Imperfect world

PUBLISHED : Friday, 20 July, 2012, 12:00am
UPDATED : Friday, 20 July, 2012, 12:00am


Jewellery designer Pieter Louis Erasmus always knew he was unsuited to a nine-to-five life. 'I don't like working for other people. I studied fine arts so I think from the beginning I've always been pretty unemployable,' he says.

A native of Pretoria, South Africa, Erasmus lives in New Delhi. He founded his luxury costume jewellery line, St Erasmus, after working for seven years at jewellers Erickson Beamon in London. He is visiting Hong Kong to present his autumn-winter 2012 collection at Harvey Nichols in The Landmark.

His trademark look - chunky Swarovski crystal- and pearl-encrusted pieces made with an Indian thread called metallic zari - has been favoured by British and Bollywood stars, as well as American first lady Michelle Obama.

Erasmus says he always finds a strong female character to use as inspiration each season. In the past, he's been inspired by Audrey Hepburn, Sophia Loren and Laila, the main character from Khaled Hosseini's novel A Thousand Splendid Suns. His latest collection looks to Marie Antoinette.

The artisans he employs to handcraft each piece in New Delhi are a huge boon to his designs, he says. He points out the slightly different shades of the hand-dyed ribbon and uneven stitching on one of his bracelets.
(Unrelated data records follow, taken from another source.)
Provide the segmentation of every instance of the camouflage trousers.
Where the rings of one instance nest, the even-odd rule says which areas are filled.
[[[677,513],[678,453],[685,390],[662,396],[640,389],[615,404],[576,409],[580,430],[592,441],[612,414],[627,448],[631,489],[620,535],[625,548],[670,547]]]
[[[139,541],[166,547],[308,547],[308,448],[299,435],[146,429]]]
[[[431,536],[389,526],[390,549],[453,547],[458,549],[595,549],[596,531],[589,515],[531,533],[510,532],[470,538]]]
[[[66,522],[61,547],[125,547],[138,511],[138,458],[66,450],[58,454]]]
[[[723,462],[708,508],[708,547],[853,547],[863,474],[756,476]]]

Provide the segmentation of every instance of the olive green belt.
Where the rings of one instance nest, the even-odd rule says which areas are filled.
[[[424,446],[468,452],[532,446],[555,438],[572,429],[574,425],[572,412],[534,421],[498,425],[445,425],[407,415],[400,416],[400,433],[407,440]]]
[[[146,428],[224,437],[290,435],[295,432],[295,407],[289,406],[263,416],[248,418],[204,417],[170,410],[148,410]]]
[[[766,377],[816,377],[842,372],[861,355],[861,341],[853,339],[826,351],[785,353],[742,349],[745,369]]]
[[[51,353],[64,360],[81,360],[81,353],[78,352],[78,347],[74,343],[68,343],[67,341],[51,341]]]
Erasmus takes pride in these so-called imperfections. He learned early on to appreciate what they add to the designs, so he doesn't try to impose his techniques on the artisans who make them.

'Mostly, it's Muslim men that do the embroidery. They come from families who have been doing embroidery for hundreds of years. In India, they get classified as unskilled labourers, but they have a long history of doing this.'

He frequently relies on the taste of his female workers. 'I'm male,' he says. 'I love making beautiful things for women. But at the end of the day, it's a woman who has to wear it. They [the workers] may come from poor backgrounds, but they have an inherent aesthetic appreciation.'

Erasmus credits his South African background for teaching him that jewellery can be made out of anything.

'I was always sad that I didn't grow up in Europe. But when I eventually arrived there in 1995, I was actually very glad that I didn't. The weight of that kind of cultural history is oppressive. It's very hard to be completely creative.

'South Africa is a New World country which sits on the periphery. You use what is available in your immediate vicinity. In Europe, gold is gold. Costume jewellery is costume jewellery. You don't really cross borders. It's much harder to pull things out of their context.'

When he first saw his design on Obama - a large, bright fuchsia statement necklace that the first lady wore to a White House Correspondents' dinner in 2009 - Erasmus says he was amused.

'We took something as humble as crochet and turned it into jewellery worn by one of the most influential women in the world.'

Who else has he set his sights on? 'Tilda Swinton, Helen Mirren and Dame Judy Dench. I love strong women,' he says.